Selasa, April 06, 2010

Banyak Jalan Menuju Roma

Pilkada yang akan dilaksanakan tahun 2010 di kota dan kabupaten se Jawa Tengah menarik untuk diamati. Salah satunya adalah pengusungan partai politik terhadap calon kepala daerah. Sebagaimana diketahui bahwa selain calon independen, juga terdapat calon yang berasal dari parpol.
    Persoalan calon independen menarik untuk kita simak.Mereka dengan sekuat tenaga membentuk tim sukses, mencari dukungan, menyusun strategi 'tempur', bahkan  bisa kampnye dilapangan pun akan mereka lakukan sendiri.
    Demikian beratnya berbagai tantangan dilalui oleh calon independen menjadikan peluang itu tak banyak yang menggunakannya, kecuali bagi mereka yang benar-benar bermental petarung dan selalu optimis dalam segala tindakannya.

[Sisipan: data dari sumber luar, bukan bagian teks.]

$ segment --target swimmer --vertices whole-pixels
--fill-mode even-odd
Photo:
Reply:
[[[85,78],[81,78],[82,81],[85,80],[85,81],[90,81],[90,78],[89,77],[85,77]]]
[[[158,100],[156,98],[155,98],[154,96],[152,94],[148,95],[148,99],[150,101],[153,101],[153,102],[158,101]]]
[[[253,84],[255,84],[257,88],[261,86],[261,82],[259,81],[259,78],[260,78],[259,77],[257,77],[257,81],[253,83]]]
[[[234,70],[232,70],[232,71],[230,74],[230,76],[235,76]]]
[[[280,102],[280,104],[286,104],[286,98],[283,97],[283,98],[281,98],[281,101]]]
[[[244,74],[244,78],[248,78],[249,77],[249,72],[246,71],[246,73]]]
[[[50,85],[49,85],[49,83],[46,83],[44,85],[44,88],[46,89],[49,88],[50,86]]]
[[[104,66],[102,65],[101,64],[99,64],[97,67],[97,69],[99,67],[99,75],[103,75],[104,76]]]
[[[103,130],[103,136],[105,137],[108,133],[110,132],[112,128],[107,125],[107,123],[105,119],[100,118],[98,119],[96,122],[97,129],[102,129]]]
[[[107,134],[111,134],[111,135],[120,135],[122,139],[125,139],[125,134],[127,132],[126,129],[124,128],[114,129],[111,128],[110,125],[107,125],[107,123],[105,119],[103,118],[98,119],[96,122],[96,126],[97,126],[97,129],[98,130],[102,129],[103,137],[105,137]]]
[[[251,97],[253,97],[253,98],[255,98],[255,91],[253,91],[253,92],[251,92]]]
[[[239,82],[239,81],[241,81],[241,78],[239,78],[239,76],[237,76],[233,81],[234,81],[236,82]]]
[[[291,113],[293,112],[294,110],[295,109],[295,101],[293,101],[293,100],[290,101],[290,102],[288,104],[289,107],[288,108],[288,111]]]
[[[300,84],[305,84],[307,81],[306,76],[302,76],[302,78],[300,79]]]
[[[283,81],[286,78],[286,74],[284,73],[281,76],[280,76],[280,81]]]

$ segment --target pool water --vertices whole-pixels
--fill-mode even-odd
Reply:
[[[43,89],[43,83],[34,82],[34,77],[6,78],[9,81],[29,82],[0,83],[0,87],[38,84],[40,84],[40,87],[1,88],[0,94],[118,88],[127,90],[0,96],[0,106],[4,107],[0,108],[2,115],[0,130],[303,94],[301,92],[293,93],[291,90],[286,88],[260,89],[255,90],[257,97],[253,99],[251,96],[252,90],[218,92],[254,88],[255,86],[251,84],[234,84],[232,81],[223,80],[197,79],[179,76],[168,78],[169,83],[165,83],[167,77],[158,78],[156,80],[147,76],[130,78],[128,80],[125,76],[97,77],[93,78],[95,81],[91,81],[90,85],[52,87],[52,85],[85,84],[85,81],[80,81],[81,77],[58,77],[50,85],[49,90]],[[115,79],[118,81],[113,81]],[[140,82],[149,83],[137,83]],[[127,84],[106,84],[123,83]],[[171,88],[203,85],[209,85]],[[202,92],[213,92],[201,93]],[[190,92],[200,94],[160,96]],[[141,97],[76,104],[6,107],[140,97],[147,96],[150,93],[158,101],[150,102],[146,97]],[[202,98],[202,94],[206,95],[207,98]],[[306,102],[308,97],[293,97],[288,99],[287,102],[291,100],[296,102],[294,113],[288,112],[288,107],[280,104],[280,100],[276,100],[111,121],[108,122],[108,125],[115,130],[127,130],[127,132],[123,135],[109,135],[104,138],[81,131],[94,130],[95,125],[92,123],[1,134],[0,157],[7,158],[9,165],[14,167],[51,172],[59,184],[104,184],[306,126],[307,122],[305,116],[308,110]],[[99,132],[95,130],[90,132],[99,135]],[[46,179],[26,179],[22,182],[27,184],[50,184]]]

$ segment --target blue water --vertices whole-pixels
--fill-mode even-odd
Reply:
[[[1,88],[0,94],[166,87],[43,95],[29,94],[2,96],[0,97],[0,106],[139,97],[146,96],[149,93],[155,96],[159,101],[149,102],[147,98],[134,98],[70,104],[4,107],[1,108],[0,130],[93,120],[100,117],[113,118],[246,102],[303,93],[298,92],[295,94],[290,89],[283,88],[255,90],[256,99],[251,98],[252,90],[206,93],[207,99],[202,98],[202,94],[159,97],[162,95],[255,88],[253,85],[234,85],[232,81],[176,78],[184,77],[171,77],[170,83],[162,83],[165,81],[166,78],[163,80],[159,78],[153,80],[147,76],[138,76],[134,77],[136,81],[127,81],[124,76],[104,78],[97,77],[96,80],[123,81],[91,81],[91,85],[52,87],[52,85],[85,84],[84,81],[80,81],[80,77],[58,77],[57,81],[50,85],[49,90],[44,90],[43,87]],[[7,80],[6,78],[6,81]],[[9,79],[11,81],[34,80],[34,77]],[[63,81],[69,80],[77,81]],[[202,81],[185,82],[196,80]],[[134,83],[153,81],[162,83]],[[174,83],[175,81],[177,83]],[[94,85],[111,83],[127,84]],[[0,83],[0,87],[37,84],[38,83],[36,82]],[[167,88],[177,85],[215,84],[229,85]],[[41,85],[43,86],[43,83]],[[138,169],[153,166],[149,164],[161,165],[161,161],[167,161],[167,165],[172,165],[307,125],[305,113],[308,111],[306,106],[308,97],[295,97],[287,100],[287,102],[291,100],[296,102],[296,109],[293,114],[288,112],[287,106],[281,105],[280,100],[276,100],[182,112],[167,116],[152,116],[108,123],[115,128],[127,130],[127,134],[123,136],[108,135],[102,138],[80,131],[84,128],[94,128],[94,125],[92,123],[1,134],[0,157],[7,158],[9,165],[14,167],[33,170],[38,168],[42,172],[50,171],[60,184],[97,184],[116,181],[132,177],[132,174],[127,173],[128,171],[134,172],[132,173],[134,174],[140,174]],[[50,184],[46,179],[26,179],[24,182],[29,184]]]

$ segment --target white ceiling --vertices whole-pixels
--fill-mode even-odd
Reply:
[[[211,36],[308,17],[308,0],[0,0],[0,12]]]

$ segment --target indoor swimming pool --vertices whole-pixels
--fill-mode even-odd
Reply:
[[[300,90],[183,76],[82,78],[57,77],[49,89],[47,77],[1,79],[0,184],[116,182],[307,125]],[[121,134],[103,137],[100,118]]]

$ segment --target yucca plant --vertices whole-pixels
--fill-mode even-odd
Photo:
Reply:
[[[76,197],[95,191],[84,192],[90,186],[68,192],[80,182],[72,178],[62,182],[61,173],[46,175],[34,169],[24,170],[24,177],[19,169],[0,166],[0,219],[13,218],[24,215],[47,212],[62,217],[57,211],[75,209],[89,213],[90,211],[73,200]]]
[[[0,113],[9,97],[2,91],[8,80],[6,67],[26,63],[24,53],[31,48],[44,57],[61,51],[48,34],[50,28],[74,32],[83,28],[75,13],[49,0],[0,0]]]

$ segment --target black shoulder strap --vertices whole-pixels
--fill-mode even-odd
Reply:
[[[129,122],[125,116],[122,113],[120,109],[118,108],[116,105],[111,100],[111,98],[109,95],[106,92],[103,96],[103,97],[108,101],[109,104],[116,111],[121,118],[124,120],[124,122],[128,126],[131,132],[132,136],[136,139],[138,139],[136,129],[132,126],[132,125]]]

    Karena itu para bakal calon kepala daerah lebih ingin diusung oleh partai politik, tentu saja dengan konsekuensi mereka akan lebih banyak mengeluarkan kocek untuk mendapatkan tiket dari parpol yang bersangkutan. Alasan lain tentu saja calon pendukung dianggap semakin jelas, setidaknya adalah dari para konstituen parpol. Belumlagi pendukung dari luar parpol pengusung. Sehingga dari sini bisa diprediksi berapa kekuatan yang akan bisa diperolehnya.
    Melalui parpol juga akan memperingan proses kampanye. Sebab dari sana kader partai kan turun ke jalan untuk menjaring massa. Mesin kemenangan akan terus bergerak meluas.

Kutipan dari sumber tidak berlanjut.